Lula heads to Washington warning against a “new Cold War”

Brazilian President Luiz Inacio Lula da Silva is preparing for a high-stakes visit to Washington with a message that cuts against the grain of today’s increasingly confrontational geopolitics: Brazil does not want to be pulled into a new era of bloc politics.
“I want to tell the US President Donald Trump that we don’t want a new Cold War. We don’t want interference in any other country; we want all countries to be treated equally,” Lula said at the end of his three-day trip to India.
The remark lands at a moment when the global system is visibly shifting. Trade disputes, sanctions regimes and competing political projects have pushed major powers into sharper rivalry, and Lula has positioned Brazil as a country that wants distance from that logic rather than alignment within it. His language echoes a long-standing Brazilian foreign-policy instinct: preserve autonomy, trade widely, and avoid being locked into someone else’s strategic framework.
At the same time, the Brazilian leader signalled that the relationship with Washington is not beyond repair.
“I am convinced that Brazil-US relations will go back to normalcy after our conversation,” he said, adding that Brazil’s priorities remain domestic — “live in peace, generate jobs, and improve [the] lives of our people.”

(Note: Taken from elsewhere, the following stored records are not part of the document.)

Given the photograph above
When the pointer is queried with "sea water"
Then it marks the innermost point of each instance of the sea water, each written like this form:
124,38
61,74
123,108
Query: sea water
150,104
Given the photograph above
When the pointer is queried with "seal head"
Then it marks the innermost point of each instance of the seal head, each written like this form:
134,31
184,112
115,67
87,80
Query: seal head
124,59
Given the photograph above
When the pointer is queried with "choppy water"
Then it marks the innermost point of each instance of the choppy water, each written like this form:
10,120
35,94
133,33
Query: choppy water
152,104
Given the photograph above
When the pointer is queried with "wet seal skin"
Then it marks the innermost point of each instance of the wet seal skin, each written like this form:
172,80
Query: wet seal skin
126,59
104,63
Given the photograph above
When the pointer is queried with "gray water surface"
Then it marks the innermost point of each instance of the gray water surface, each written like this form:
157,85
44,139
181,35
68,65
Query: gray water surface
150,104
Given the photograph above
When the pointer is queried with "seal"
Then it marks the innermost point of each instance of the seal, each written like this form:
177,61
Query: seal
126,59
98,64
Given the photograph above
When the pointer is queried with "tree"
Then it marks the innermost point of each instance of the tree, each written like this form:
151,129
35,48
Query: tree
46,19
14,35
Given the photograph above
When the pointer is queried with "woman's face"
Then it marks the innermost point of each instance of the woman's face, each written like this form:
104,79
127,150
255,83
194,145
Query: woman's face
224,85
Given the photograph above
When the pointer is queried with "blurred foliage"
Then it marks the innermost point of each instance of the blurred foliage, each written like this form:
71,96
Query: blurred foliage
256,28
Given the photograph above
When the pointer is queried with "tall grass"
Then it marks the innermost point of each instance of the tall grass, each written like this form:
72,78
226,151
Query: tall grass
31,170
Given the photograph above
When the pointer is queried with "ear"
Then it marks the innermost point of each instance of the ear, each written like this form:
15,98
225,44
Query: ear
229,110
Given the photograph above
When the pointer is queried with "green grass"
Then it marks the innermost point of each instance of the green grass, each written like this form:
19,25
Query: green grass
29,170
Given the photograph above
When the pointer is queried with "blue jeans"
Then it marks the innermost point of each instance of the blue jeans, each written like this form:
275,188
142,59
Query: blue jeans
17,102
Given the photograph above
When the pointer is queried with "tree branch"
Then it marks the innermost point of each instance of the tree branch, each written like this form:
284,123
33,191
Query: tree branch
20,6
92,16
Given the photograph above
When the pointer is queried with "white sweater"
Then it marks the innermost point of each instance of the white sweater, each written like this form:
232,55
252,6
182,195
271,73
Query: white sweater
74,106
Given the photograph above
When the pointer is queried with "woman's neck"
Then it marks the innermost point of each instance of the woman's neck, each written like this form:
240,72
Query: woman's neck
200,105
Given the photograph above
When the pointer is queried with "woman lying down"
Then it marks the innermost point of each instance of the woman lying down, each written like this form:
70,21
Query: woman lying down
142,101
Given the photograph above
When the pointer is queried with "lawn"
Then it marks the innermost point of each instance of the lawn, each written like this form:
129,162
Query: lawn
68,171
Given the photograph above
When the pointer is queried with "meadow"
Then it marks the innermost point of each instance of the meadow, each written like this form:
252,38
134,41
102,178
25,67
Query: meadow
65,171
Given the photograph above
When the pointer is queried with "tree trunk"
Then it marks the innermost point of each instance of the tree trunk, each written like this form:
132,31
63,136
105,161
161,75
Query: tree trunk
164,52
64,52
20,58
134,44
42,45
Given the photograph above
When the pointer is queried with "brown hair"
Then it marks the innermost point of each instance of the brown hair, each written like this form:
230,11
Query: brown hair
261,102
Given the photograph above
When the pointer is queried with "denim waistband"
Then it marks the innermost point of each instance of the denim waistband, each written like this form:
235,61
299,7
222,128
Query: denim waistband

That balancing act defines the current moment in Brazil-US ties. The two governments have clashed over tariffs, Israel’s war on Gaza, the US seizure of former Venezuelan President Nicolas Maduro and the structure of Trump’s proposed Board of Peace for Gaza. Yet recent trade exemptions for key Brazilian exports suggest that the relationship is moving back toward pragmatic cooperation.
Lula’s diplomacy in New Delhi underlined another layer of this strategy: diversification. His meeting with Indian Prime Minister Narendra Modi produced a memorandum on rare earths and critical minerals, part of a broader effort by both countries to reduce dependence on traditional supply chains and open new channels of investment, research and industrial development. The agreement is non-binding, but politically it reinforces the idea of a Global South that trades across blocs rather than choosing between them.
“The world doesn’t need more turbulence; it needs peace,” Lula said — a line that reads less as rhetoric than as a description of the environment he is trying to navigate. Brazil’s calculation is that economic recovery, job creation and social stability depend on keeping geopolitical temperature low enough for trade and investment to flow.
Whether that approach can survive the current climate is another question. Lula will arrive in Washington facing an administration that has used tariffs as leverage, framed foreign policy in transactional terms and openly tied economic access to political alignment. His visit, expected in early March, will test how much space remains for a middle-power strategy built on autonomy in a system that is drifting toward confrontation.